People who worry about death panels are missing the forests for the trees. Yes, people with expensive-to-treat conditions may someday be denied life-saving treatment because of ObamaCare. But there is a far greater danger for ordinary mortals: government and its health insurance proxies telling doctors how to practice medicine.
In treating patients with various symptoms, doctors are increasingly pressured to follow guidelines or protocols. This "cookbook" approach to medicine is the opposite of personalized medicine — an approach which aims to tailor the therapy to the characteristics of the patient, including her genetic makeup.
Before criticizing it, let me say something good about the "cookbook" approach. I think a doctor would be foolish to ignore protocols. Being aware of how other professionals have treated conditions and what outcomes they have experienced is part of being on top of what is happening in the medical profession in general and the doctor's specialty in particular.

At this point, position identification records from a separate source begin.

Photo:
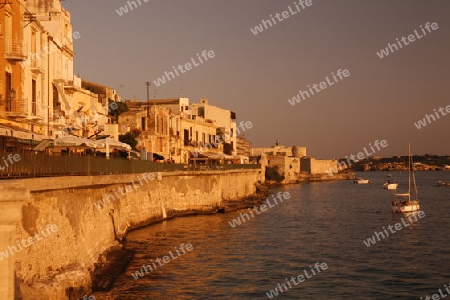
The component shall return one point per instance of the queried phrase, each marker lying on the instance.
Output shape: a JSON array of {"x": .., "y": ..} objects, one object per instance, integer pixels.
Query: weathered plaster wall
[{"x": 64, "y": 258}]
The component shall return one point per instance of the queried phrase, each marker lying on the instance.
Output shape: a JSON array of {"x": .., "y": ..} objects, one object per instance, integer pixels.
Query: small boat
[
  {"x": 390, "y": 185},
  {"x": 403, "y": 203},
  {"x": 361, "y": 181}
]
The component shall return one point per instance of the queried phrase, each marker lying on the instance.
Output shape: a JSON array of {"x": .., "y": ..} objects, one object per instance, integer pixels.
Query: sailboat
[{"x": 403, "y": 202}]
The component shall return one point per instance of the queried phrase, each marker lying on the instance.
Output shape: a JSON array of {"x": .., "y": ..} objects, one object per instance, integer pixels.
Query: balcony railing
[
  {"x": 15, "y": 50},
  {"x": 37, "y": 65},
  {"x": 16, "y": 107},
  {"x": 58, "y": 115}
]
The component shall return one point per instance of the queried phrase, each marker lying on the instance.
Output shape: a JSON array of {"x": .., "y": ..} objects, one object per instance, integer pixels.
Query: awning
[
  {"x": 70, "y": 141},
  {"x": 402, "y": 195},
  {"x": 113, "y": 144},
  {"x": 17, "y": 132},
  {"x": 44, "y": 144}
]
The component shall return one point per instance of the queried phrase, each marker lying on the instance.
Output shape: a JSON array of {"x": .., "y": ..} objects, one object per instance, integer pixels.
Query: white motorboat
[
  {"x": 390, "y": 185},
  {"x": 403, "y": 203},
  {"x": 361, "y": 181}
]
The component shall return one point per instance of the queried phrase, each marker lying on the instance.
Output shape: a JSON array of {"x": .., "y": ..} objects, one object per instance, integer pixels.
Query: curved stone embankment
[{"x": 60, "y": 264}]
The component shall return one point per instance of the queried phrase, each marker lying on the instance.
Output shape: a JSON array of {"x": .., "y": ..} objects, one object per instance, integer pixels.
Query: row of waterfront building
[{"x": 41, "y": 98}]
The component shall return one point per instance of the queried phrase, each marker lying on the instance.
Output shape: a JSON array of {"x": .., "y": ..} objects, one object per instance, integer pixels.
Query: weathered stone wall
[
  {"x": 316, "y": 166},
  {"x": 63, "y": 259}
]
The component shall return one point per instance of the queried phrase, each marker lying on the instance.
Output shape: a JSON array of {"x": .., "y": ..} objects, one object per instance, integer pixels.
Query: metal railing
[
  {"x": 31, "y": 165},
  {"x": 16, "y": 107},
  {"x": 16, "y": 50}
]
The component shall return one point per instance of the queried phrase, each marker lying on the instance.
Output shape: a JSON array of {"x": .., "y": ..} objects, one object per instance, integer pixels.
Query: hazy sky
[{"x": 255, "y": 75}]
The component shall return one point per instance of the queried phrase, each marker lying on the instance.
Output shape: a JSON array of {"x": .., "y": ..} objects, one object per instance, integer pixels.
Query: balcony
[
  {"x": 58, "y": 77},
  {"x": 37, "y": 65},
  {"x": 72, "y": 85},
  {"x": 15, "y": 50},
  {"x": 16, "y": 108}
]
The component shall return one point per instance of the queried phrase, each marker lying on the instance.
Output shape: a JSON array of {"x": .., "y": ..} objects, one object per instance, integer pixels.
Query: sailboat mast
[{"x": 409, "y": 171}]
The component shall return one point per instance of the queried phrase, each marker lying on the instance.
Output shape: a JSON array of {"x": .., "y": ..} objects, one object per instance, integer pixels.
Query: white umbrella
[
  {"x": 113, "y": 144},
  {"x": 74, "y": 141}
]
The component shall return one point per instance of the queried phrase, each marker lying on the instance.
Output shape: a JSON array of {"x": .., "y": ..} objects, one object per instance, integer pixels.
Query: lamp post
[
  {"x": 12, "y": 95},
  {"x": 148, "y": 84}
]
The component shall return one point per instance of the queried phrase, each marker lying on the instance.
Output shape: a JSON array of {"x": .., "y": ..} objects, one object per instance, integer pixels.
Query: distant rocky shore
[{"x": 400, "y": 163}]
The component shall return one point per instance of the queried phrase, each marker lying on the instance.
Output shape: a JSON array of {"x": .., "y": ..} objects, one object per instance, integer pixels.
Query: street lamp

In MinuteClinics and in other walk-in primary care retail clinics around the country, nurses are doing a superb job of following computerized protocols. In fact they seem to follow best practices better than traditional primary care doctors. They also seem to pretty good at recognizing when a patient's condition is outside their area of expertise and referring that patient to a specialist or to an emergency room for more complex treatment.
But things will go wrong if the cookbook becomes a master rather than a servant; if it becomes a book of orders rather than a book of suggestions; and if complying with endless checklists takes valuable time away from patient care. Yet that is exactly what is happening in American medicine.
The cookbook that MinuteClinic nurses follow is a cookbook created in the marketplace for the purpose of meeting the needs of cash paying customers. MinuteClinic has an incentive to weigh costs against benefits in doing what it does. If a nurse has to type too much low-value information into her computer terminal, she will be able to see fewer patients and earn less revenue for the clinic. The cost of information overload will be judged not worth the benefit.